The National Bank of Pakistan (NBP) said on Tuesday that it is ready to finance the Iran-Pakistan (IP) gas pipeline project if the State Bank of Pakistan (SBP) directs it to do so.
“The IP [gas pipeline] is a big project: a consortium of banks can finance it, and we can become a part of such a consortium if the SBP directs us,” NBP Senior Vice President and Divisional Head of Consumer and Retail Banking Adnan Adil Hussain said while addressing a press conference here. He said the NBP had also been financing other energy-related projects like the Neelum Jhelum hydropower project.
Shedding light on other aspects of NBP’s business, he informed the gathering that the bank had been providing free of cost services to pensioners. “The NBP has disbursed more than Rs210 billion, while more than 1.6 million government employees have benefited from the advance salary personal loan facility launched in 2003,” he said. He added that the bank was enhancing the loan facility of the advance salary service to a maximum of one million rupees to the income bracket that can afford it.
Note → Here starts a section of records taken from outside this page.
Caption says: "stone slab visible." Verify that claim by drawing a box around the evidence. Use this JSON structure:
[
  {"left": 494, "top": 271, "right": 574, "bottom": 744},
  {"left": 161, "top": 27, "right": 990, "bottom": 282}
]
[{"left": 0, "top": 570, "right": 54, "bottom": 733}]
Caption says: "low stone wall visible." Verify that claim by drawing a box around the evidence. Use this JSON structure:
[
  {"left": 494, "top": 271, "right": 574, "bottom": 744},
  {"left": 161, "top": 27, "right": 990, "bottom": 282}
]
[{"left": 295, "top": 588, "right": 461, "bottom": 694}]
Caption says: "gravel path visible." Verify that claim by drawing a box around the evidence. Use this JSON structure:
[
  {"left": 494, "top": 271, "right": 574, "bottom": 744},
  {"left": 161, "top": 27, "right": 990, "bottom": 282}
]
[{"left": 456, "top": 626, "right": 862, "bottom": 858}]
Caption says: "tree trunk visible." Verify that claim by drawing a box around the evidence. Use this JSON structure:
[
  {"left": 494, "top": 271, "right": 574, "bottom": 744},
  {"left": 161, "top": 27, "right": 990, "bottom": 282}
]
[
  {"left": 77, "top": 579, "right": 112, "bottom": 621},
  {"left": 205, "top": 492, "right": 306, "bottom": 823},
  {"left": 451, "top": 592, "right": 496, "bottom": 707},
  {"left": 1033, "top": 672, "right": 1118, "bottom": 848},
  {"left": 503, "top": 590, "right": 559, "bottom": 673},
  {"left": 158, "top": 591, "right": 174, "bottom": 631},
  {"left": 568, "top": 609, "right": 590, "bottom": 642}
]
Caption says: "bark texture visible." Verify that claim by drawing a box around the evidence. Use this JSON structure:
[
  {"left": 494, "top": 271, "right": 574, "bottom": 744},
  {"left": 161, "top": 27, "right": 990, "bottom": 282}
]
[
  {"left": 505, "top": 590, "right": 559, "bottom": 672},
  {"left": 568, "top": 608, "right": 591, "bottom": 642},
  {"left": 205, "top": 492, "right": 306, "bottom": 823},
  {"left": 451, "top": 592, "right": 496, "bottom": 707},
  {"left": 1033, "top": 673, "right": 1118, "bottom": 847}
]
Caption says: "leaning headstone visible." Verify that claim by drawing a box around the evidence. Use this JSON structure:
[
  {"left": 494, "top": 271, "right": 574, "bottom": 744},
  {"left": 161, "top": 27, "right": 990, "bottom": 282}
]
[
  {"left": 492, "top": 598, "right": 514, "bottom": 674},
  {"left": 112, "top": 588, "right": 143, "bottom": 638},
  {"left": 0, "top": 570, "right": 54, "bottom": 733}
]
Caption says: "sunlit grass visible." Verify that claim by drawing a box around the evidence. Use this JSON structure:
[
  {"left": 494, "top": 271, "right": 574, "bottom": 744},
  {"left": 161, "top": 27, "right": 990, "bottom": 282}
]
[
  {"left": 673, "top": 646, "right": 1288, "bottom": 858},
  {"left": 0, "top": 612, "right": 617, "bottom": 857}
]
He also said that the bank was handling salaries and government businesses along with pensions and personal loans, and that no other bank could rival the NBP in doing so. “Yet, the NBP is competing other commercial banks in their domain as well,” Adnan added.
He said that agriculture was another area where the NBP demonstrated its commitment and resolve to national interests. “The NBP leads its counterparts by a huge margin, and reaches out to more than 250,000 farmers in every nook and corner of the country,” he said; adding that the bank stands only second in the provision of agricultural credit needs after the Zarai Taraqiati Bank. “Out of the agricultural sector’s financing needs of Rs750 billion, NBP is catering to around 19%.”
He added that the NBP was equally active in catering to the housing finance sector through its ‘Saibaan’ product. However, in 2008-09, against the global backdrop of betting on subprime mortgages, the economic recession, interest rate hikes and the emergence of loan defaults, the bank was prompted to adopt a cautious policy and lend selectively. This policy remained in force till 2010.
The NBP remains an active player in commercial and small and medium enterprise (SME) lending. In the domestic SME sector, its financing share is around 10%.
“Yet, NBP is also the largest bank handling the pledge of stocks in seasonal finance; catering to needs of cotton, rice and wheat traders and millers, which requires less collaterals and more stocks for the industry to grow [sic],” he added.
Published in The Express Tribune, December 26th, 2012.